La decisión de Beltrones de dejar el cargo a menos de un año de haberlo asumido fue producto de los resultados obtenidos por el PRI en la elección del pasado 5 de junio, cuando ese partido fue derrotado en Aguascalientes, Chihuahua, Durango, Veracruz, Quintana Roo y Tamaulipas.

“El PRI tiene presidente, todavía es Manlio Fabio Beltrones”, aclaró Joaquín Hendricks, secretario técnico del CPN.

La sesión de la Comisión Política Permanente del PRI fue el marco en el que Beltrones Rivera anunció que era el momento de “hacer una pausa” y dejar que otras personas encabezaran los esfuerzos de “transformar al PRI” para estar en posibilidades de atender la demanda ciudadana de “castigar la impunidad, corregir errores y sancionar conductas irresponsables”.

“Requerimos hacer efectivo el papel político del partido como vigilante de la gestión de los gobiernos priistas, con facultades estatutarias para actuar con determinación y a tiempo para reconocer y premiar aciertos, corregir errores y sancionar conductas irresponsables”, indicó.

En su discurso, Beltrones externó su “respeto y afecto” por el presidente, Enrique Peña Nieto, aunque aseguró que es necesario que haya correspondencia y retroalimentación entre las agendas del gobierno y el partido.

También consideró urgente “que reforcemos la rendición de cuentas de los servidores públicos, legisladores y gobernantes que emanan de las filas del PRI, que oigamos y atendamos las demandas de castigo a la corrupción y la impunidad”.

El dirigente tricolor reiteró que su partido fue el más votado en las pasadas elecciones del 5 de junio, pese a haber perdido en seis de los estados donde gobernaba y aclaró que su decisión de renunciar no era una medida “irreflexiva” sino responsable para abrir un debate interno y permitir hacer los cambios que deberá aprobar la Asamblea Nacional del próximo año.
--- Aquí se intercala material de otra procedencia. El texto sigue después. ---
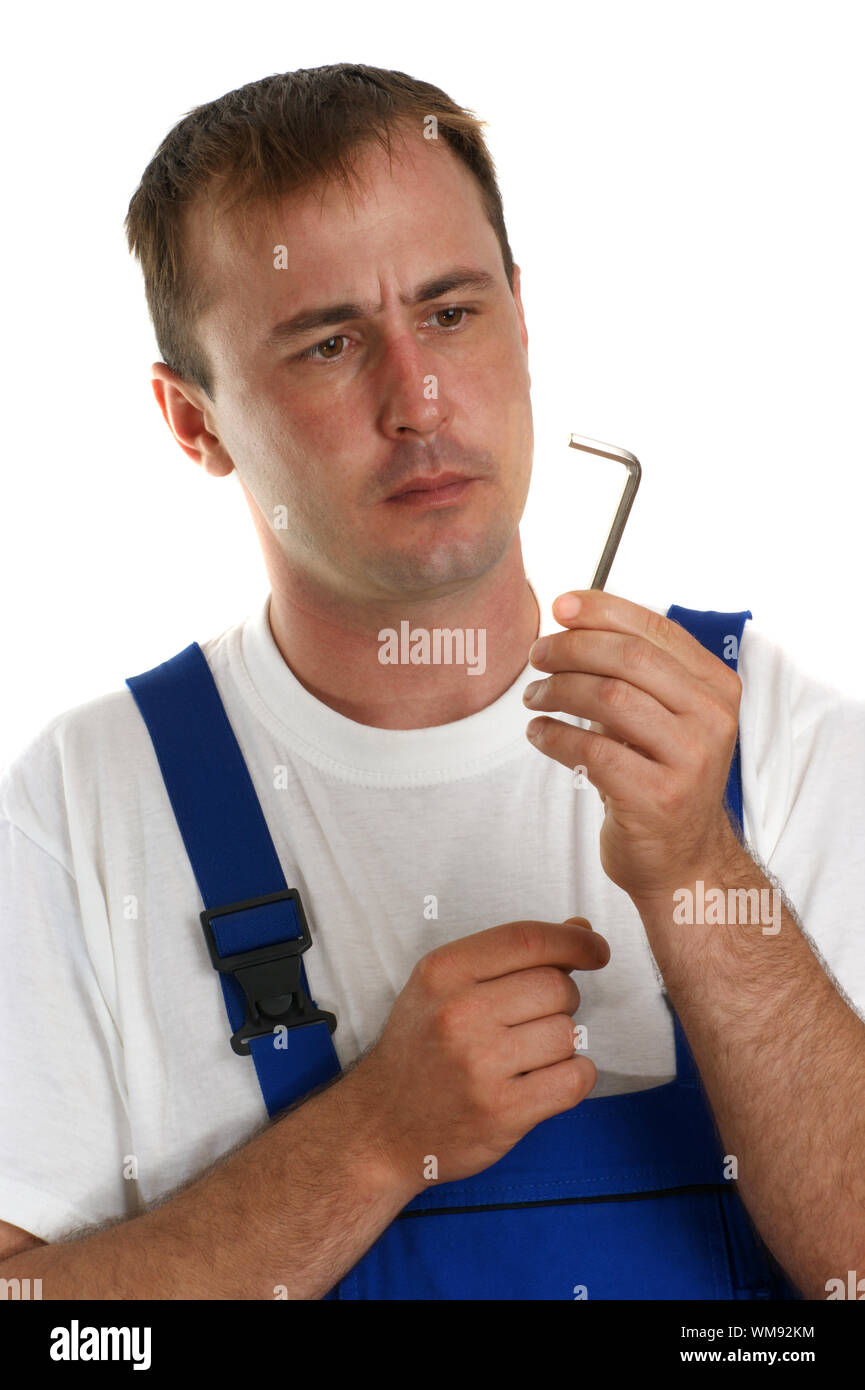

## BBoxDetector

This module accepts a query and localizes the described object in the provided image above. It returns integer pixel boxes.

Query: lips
[391,473,469,498]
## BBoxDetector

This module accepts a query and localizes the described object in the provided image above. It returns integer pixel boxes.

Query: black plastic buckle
[200,888,337,1056]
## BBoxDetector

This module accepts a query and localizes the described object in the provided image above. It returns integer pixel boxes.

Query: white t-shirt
[0,569,865,1241]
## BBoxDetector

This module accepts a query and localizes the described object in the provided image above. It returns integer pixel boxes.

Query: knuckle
[598,676,631,709]
[433,998,471,1043]
[512,922,545,960]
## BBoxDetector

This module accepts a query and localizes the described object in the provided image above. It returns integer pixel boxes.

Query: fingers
[505,1013,584,1076]
[512,1056,598,1129]
[414,919,609,990]
[477,965,580,1027]
[547,589,716,680]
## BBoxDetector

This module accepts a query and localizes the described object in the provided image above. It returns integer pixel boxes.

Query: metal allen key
[569,435,642,589]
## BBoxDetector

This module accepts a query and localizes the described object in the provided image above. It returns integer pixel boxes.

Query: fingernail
[552,594,583,617]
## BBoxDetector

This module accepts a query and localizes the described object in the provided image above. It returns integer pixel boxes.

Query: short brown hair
[125,63,513,400]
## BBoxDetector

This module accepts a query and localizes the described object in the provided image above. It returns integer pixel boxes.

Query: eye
[430,304,474,328]
[300,334,345,361]
[298,304,477,361]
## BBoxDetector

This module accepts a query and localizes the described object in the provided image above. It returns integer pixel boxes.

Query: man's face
[183,125,533,605]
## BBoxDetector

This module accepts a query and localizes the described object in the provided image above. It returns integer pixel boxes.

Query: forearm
[637,851,865,1298]
[0,1072,413,1300]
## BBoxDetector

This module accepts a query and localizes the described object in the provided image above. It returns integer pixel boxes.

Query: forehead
[185,131,503,336]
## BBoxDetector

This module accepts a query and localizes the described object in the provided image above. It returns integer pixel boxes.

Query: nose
[377,334,448,438]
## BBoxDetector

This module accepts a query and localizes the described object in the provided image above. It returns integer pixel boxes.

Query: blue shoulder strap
[127,605,751,1116]
[127,642,339,1118]
[666,603,754,1084]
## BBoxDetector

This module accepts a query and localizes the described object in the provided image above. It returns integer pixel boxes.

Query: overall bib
[127,605,801,1300]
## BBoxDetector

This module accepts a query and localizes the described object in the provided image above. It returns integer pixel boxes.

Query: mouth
[388,473,477,507]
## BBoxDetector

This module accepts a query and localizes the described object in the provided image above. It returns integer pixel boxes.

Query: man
[0,65,865,1298]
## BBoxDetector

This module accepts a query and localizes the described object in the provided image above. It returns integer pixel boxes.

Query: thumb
[562,917,595,931]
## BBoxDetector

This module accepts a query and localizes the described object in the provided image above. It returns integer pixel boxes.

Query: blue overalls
[127,605,801,1300]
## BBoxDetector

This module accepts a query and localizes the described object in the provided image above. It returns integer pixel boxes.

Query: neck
[268,547,540,728]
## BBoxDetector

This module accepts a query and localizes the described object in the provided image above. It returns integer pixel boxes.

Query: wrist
[334,1069,426,1211]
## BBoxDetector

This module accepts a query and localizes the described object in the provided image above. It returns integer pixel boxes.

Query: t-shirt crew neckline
[230,581,544,784]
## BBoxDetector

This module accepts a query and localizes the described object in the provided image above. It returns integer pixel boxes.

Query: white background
[0,0,865,760]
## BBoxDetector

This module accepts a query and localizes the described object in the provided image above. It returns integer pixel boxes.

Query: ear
[150,361,234,478]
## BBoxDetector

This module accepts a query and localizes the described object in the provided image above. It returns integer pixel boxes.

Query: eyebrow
[261,265,496,349]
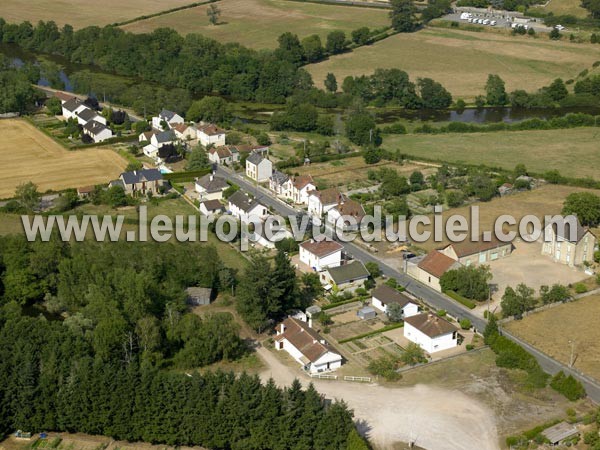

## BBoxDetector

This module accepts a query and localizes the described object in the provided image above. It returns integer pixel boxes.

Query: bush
[550,371,586,402]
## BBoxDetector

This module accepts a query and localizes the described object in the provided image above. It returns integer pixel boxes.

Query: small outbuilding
[185,287,212,306]
[542,422,579,445]
[356,306,377,320]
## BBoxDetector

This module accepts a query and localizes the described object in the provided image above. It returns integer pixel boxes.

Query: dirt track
[258,347,500,450]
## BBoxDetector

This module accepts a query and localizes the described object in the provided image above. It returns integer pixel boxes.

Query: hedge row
[163,167,211,183]
[444,291,477,309]
[339,322,404,344]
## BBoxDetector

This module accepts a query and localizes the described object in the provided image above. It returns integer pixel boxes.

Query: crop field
[505,295,600,380]
[292,156,435,189]
[123,0,390,49]
[0,120,127,198]
[0,0,194,28]
[383,128,600,178]
[404,185,598,253]
[307,28,600,100]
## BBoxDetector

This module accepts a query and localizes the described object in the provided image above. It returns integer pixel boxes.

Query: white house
[283,175,317,205]
[83,120,113,143]
[75,107,107,126]
[320,261,370,292]
[300,239,344,272]
[371,284,419,318]
[228,191,269,223]
[194,173,229,201]
[404,313,458,353]
[143,130,175,159]
[199,200,225,216]
[246,153,273,183]
[62,97,88,119]
[275,317,342,373]
[197,123,225,147]
[152,109,184,131]
[269,170,290,198]
[326,195,365,231]
[308,188,343,219]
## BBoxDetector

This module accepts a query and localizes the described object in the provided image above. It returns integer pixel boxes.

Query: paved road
[217,166,600,403]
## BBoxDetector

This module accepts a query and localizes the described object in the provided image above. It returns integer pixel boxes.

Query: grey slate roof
[77,108,98,122]
[62,97,83,112]
[121,169,162,184]
[327,261,369,284]
[196,173,229,194]
[229,191,260,212]
[155,130,175,144]
[246,153,265,166]
[83,120,107,135]
[271,170,290,185]
[158,109,177,122]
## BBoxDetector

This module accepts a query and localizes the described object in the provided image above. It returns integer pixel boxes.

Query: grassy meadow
[383,128,600,178]
[307,28,600,100]
[123,0,390,49]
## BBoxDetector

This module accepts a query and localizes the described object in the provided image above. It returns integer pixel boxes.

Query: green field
[383,128,600,179]
[307,28,600,100]
[535,0,589,19]
[123,0,390,49]
[0,0,194,28]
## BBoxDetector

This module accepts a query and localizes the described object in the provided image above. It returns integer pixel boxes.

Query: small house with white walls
[227,191,269,223]
[83,120,113,143]
[194,173,229,201]
[300,239,344,272]
[152,109,185,131]
[371,284,419,318]
[196,123,225,147]
[307,188,343,219]
[404,313,458,354]
[246,153,273,183]
[275,317,343,374]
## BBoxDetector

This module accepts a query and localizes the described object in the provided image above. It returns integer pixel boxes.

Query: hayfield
[383,128,600,178]
[307,28,600,100]
[505,295,600,380]
[0,0,194,28]
[0,120,127,198]
[123,0,389,49]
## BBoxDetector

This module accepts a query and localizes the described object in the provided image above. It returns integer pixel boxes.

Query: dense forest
[0,236,356,449]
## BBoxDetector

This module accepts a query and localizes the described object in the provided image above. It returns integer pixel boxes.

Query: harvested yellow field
[123,0,390,49]
[306,28,600,100]
[0,0,193,28]
[505,295,600,380]
[0,119,127,198]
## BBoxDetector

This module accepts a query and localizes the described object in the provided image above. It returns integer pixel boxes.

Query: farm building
[371,284,419,318]
[404,313,458,353]
[185,287,212,306]
[407,250,460,292]
[440,235,513,266]
[300,239,344,272]
[542,422,579,445]
[321,261,369,291]
[275,317,342,373]
[356,306,377,320]
[542,220,596,267]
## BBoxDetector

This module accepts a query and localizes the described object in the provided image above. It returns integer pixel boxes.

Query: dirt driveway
[478,241,588,314]
[258,347,500,450]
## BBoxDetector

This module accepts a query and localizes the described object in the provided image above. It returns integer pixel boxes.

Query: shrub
[550,371,585,402]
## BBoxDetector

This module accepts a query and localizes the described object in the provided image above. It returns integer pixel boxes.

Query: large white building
[404,313,458,354]
[300,239,344,272]
[275,317,342,373]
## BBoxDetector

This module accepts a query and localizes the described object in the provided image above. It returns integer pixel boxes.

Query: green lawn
[383,128,600,179]
[123,0,390,49]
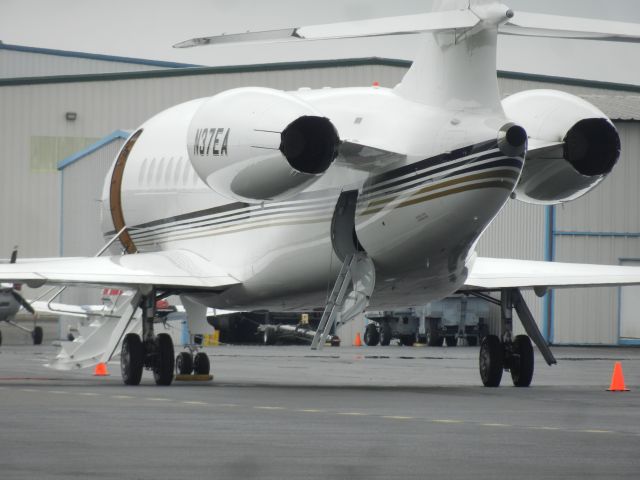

Como respuesta a su decisión, Beltrones Rivera recibió una lluvia de exhortos a reconsiderar su renuncia, que fue rechazada por los sectores campesino, obrero y popular, por el Movimiento Territorial, por la Organización Nacional de Mujeres Priistas, por el sector juvenil, por el coordinador de los senadores priistas, Emilio Gamboa y por ocho gobernadores, entre ellos, César Duarte, de Chihuahua (en funciones) y Omar Fayad, de Hidalgo (electo).

“Yo le agradezco que solidariamente me haya apoyado… Esto no es un asunto de coyuntura sino de futuro y hemos decidido que sea el Consejo Político el que decida (si se queda o se va)”, dijo Fayad Meneses en entrevista posterior a la sesión de la Comisión Política Permanente.

En caso de que el CPN apruebe la renuncia de Beltrones, por estatutos, sería la secretaria general de ese partido, Carolina Monroy, la que asumiría el cargo interinamente. Ella tendría que convocar al CPN –en un lapso no mayor a 60 días–, para que este aprobara el método para elegir a quien sería el nuevo presidente.